2.2 C3_REPVGGOREPA的神经网络模块代码解析

C3_REPVGGOREPA 它继承自另一个类 C2f。以下是对该代码的详细解析:

1. 类的定义与继承

class C3_REPVGGOREPA(C3):
  • C3_REPVGGOREPA 继承自 C3 类,这意味着 C3_REPVGGOREPA 将拥有 C3 的所有属性和方法,但可以重写或扩展这些属性和方法。

  • C3 是父类,它可能定义了一些基础的神经网络结构或功能。

2. 初始化方法

def __init__(self, c1, c2, n=1, shortcut=False, g=1, e=0.5):
    super().__init__(c1, c2, n, shortcut, g, e)
  • __init__ 是初始化方法,当创建 C3_REPVGGOREPA 类的实例时会自动调用。

  • c1c2 表示输入和输出的通道数,n 表示模块重复的次数,shortcut 是是否使用残差连接的标志,g 是组卷积的组数,e 可能表示扩展因子。

  • super().__init__(c1, c2, n, shortcut, g, e) 调用了父类 C3 的初始化方法,确保 C3_REPVGGOREPA 继承父类的初始化逻辑。

3. 模块列表

self.m = nn.ModuleList(Bottleneck_REPVGGOREPA(self.c, self.c, shortcut, g, k=(3, 3), e=1.0) for _ in range(n))
  • self.m 是一个 nn.ModuleList,用于存储一系列神经网络层或模块。

  • Bottleneck_REPVGGOREPA 是一个自定义的模块(实现了REPVGG和OREPA方法的瓶颈层),每个模块的输入和输出通道数都是 self.cshortcutgk=(3, 3) 是这个模块的参数,其中 k=(3, 3) 可能表示使用的卷积核大小为 3x3,e=1.0 表示扩展因子。

  • for _ in range(n) 表示创建 nBottleneck_REPVGGOREPA 模块并将它们添加到 self.m 中,n 是初始化方法中的参数。

4. 总结

C3_REPVGGOREPA 类是一个自定义神经网络模块,继承自 C3。
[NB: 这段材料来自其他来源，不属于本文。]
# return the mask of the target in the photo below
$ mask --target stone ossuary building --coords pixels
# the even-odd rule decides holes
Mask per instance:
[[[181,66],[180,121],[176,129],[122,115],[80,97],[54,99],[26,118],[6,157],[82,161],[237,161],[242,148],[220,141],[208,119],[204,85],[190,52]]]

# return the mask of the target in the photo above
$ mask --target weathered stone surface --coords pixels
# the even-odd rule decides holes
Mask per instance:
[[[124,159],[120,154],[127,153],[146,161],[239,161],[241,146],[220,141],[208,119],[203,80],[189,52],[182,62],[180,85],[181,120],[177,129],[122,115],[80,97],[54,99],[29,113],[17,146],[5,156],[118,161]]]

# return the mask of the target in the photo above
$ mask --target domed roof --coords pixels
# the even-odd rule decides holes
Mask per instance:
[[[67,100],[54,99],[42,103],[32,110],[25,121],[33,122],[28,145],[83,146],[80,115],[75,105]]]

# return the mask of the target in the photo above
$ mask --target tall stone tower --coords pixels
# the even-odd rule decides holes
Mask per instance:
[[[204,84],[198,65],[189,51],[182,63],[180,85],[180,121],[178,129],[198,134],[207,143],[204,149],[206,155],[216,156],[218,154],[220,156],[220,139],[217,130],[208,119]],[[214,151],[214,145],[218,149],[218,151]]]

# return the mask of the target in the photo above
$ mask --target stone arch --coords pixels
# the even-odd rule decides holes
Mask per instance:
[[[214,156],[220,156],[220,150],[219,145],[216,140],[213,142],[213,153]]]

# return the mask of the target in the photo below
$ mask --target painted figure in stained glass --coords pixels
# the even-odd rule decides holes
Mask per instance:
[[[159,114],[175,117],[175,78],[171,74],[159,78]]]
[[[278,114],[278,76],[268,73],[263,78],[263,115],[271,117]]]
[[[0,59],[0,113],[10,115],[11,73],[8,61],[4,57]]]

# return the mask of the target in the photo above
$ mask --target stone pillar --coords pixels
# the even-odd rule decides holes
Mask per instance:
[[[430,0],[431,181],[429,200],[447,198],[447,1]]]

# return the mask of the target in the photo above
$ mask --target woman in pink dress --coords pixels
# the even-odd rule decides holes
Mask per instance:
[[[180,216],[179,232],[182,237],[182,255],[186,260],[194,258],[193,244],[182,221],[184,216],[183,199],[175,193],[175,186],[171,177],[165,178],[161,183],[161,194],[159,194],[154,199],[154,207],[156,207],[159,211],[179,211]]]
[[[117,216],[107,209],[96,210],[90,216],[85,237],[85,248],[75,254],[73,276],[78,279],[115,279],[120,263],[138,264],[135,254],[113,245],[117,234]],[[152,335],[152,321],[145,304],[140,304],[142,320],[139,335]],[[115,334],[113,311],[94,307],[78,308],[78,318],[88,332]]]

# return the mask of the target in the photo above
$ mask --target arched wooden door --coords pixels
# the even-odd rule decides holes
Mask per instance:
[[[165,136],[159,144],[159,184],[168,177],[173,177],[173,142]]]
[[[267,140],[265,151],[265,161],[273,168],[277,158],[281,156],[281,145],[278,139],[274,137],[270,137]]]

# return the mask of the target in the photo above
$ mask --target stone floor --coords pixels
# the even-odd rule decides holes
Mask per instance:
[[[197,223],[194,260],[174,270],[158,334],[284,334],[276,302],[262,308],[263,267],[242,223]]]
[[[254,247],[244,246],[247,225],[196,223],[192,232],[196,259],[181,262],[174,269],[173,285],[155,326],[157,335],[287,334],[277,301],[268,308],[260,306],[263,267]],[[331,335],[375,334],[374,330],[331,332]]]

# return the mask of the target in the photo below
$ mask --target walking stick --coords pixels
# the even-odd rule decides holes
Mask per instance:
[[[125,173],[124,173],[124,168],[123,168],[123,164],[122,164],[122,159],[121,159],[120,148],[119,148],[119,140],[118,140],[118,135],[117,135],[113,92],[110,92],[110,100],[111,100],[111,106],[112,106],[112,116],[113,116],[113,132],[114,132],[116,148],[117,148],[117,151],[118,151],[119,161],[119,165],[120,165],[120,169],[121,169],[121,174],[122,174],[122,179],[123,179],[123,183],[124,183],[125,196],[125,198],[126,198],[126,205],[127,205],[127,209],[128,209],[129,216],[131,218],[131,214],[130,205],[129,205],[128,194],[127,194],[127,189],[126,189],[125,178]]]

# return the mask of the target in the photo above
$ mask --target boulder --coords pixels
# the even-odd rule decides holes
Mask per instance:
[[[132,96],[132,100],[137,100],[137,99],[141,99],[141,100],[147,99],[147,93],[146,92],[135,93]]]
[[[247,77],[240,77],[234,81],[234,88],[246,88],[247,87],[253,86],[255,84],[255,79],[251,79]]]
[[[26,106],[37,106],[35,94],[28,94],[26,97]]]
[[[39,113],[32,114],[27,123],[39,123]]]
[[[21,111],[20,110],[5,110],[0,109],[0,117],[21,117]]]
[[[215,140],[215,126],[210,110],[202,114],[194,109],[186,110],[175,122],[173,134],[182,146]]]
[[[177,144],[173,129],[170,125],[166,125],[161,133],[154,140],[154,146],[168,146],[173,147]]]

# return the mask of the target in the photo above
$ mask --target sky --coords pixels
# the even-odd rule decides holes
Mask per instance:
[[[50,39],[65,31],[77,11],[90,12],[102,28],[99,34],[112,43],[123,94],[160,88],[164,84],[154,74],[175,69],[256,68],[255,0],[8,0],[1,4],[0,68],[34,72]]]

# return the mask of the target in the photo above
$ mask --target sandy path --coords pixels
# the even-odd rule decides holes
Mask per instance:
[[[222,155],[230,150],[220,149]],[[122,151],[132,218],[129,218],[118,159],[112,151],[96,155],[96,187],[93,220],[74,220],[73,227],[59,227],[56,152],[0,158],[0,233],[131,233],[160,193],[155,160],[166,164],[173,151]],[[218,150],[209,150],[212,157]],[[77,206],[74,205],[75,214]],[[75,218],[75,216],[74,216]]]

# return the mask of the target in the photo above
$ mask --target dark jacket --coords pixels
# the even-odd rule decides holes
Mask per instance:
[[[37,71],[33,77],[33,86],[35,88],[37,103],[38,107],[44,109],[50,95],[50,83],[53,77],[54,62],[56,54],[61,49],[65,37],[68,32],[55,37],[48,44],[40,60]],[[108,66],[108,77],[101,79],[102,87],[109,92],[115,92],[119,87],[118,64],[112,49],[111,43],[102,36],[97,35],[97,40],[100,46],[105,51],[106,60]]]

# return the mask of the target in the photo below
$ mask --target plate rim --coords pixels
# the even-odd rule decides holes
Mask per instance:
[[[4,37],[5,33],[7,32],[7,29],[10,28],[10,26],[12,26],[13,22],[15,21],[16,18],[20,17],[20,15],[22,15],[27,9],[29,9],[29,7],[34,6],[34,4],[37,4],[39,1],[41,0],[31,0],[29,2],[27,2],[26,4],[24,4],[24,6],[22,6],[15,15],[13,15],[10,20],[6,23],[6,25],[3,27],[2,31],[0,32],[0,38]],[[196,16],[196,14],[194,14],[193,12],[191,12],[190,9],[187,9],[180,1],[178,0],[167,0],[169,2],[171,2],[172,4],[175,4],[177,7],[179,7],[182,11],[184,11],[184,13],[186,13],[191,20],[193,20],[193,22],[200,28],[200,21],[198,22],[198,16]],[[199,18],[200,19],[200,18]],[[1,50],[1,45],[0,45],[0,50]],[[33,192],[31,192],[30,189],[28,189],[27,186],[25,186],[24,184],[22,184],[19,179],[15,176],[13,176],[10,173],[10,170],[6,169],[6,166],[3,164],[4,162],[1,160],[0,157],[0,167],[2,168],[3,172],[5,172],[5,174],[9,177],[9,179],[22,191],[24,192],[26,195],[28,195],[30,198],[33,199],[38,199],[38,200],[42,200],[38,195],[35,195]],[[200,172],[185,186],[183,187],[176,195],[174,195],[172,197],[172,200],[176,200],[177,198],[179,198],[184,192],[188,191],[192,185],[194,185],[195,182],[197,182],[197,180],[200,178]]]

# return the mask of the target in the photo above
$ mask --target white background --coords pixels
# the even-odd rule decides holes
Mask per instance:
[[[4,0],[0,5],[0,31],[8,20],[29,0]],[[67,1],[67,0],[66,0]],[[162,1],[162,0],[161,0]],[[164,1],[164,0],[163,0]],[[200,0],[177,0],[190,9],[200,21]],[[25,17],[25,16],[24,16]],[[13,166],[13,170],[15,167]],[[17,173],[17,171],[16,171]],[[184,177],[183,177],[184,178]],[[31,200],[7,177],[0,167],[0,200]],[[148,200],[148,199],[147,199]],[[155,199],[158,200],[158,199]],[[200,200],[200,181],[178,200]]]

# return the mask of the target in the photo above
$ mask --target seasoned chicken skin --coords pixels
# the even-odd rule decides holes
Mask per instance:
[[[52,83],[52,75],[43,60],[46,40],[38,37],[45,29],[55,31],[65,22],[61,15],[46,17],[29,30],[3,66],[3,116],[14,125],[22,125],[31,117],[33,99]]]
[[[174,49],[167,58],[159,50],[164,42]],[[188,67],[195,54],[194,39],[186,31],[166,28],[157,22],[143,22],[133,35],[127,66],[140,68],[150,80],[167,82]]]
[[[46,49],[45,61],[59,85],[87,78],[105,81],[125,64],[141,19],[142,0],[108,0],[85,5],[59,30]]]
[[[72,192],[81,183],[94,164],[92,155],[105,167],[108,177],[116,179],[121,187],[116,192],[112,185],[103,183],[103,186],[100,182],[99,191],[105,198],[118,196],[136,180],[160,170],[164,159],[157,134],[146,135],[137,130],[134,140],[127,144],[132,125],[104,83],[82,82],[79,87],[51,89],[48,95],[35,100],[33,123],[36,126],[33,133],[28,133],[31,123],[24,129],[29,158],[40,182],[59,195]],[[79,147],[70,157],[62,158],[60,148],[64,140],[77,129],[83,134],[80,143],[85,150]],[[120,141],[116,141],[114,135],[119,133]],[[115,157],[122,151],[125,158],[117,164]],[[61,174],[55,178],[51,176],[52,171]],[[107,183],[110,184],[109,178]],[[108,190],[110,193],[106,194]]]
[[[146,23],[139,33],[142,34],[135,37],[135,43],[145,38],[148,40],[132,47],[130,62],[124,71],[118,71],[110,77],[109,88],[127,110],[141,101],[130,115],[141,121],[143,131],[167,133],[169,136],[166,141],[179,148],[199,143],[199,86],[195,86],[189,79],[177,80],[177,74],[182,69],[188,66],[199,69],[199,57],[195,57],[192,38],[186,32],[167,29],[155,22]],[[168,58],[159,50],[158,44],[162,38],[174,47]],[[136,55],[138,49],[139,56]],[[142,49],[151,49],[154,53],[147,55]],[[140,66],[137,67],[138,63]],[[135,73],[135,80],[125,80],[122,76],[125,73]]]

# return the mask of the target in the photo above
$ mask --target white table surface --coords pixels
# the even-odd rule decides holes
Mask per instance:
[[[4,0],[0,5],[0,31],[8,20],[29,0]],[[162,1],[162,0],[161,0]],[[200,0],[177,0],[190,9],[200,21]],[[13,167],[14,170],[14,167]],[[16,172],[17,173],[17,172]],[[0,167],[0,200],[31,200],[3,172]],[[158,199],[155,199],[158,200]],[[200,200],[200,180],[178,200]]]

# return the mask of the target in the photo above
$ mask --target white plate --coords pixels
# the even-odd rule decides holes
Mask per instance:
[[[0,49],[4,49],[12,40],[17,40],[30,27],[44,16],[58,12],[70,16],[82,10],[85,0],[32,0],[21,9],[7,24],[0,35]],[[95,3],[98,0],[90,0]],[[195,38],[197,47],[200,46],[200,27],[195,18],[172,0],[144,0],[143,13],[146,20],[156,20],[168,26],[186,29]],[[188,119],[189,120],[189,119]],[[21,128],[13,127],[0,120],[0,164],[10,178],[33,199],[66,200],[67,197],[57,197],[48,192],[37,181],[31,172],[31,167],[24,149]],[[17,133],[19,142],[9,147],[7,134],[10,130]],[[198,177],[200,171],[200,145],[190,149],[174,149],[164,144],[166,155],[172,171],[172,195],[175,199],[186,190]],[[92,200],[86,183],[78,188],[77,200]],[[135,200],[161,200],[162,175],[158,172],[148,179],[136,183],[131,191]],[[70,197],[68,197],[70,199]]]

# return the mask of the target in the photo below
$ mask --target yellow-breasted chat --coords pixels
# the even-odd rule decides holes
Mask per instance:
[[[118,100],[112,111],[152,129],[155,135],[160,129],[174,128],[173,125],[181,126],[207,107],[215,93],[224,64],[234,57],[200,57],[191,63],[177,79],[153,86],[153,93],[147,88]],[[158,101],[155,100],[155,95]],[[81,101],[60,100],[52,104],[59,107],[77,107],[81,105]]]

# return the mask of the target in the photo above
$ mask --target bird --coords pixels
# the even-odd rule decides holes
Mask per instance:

在这个类中,它使用了 Bottleneck_REPVGGOREPA 模块,并通过 nn.ModuleList 将多个这样的模块组合在一起。这种设计允许通过重复使用 Bottleneck_REPVGGOREPA 模块来构建更深的神经网络结构,同时继承并扩展了 C3 类的功能。

2.3 新增yaml文件

关键步骤二在下/yolov5/models下新建文件 yolov5_C3_REPVGGOREPA.yaml并将下面代码复制进去

  • 目标检测yaml文件 
# Ultralytics YOLOv5 🚀, AGPL-3.0 license

# Parameters
nc: 80 # number of classes
depth_multiple: 1.0 # model depth multiple
width_multiple: 1.0 # layer channel multiple
anchors:
  - [10, 13, 16, 30, 33, 23] # P3/8
  - [30, 61, 62, 45, 59, 119] # P4/16
  - [116, 90, 156, 198, 373, 326] # P5/32

# YOLOv5 v6.0 backbone
backbone:
  # [from, number, module, args]
  [
    [-1, 1, Conv, [64, 6, 2, 2]], # 0-P1/2
    [-1, 1, Conv, [128, 3, 2]], # 1-P2/4
    [-1, 3, C3_REPVGGOREPA, [128]],
    [-1, 1, Conv, [256, 3, 2]], # 3-P3/8
    [-1, 6, C3_REPVGGOREPA, [256]],
    [-1, 1, Conv, [512, 3, 2]], # 5-P4/16
    [-1, 9, C3_REPVGGOREPA, [512]],
    [-1, 1, Conv, [1024, 3, 2]], # 7-P5/32
    [-1, 3, C3_REPVGGOREPA, [1024]],
    [-1, 1, SPPF, [1024, 5]], # 9
  ]

# YOLOv5 v6.0 head
head: [
    [-1, 1, Conv, [512, 1, 1]],
    [-1, 1, nn.Upsample, [None, 2, "nearest"]],
    [[-1, 6], 1, Concat, [1]], # cat backbone P4
    [-1, 3, C3, [512, False]], # 13

    [-1, 1, Conv, [256, 1, 1]],
    [-1, 1, nn.Upsample, [None, 2, "nearest"]],
    [[-1, 4], 1, Concat, [1]], # cat backbone P3
    [-1, 3, C3, [256, False]], # 17 (P3/8-small)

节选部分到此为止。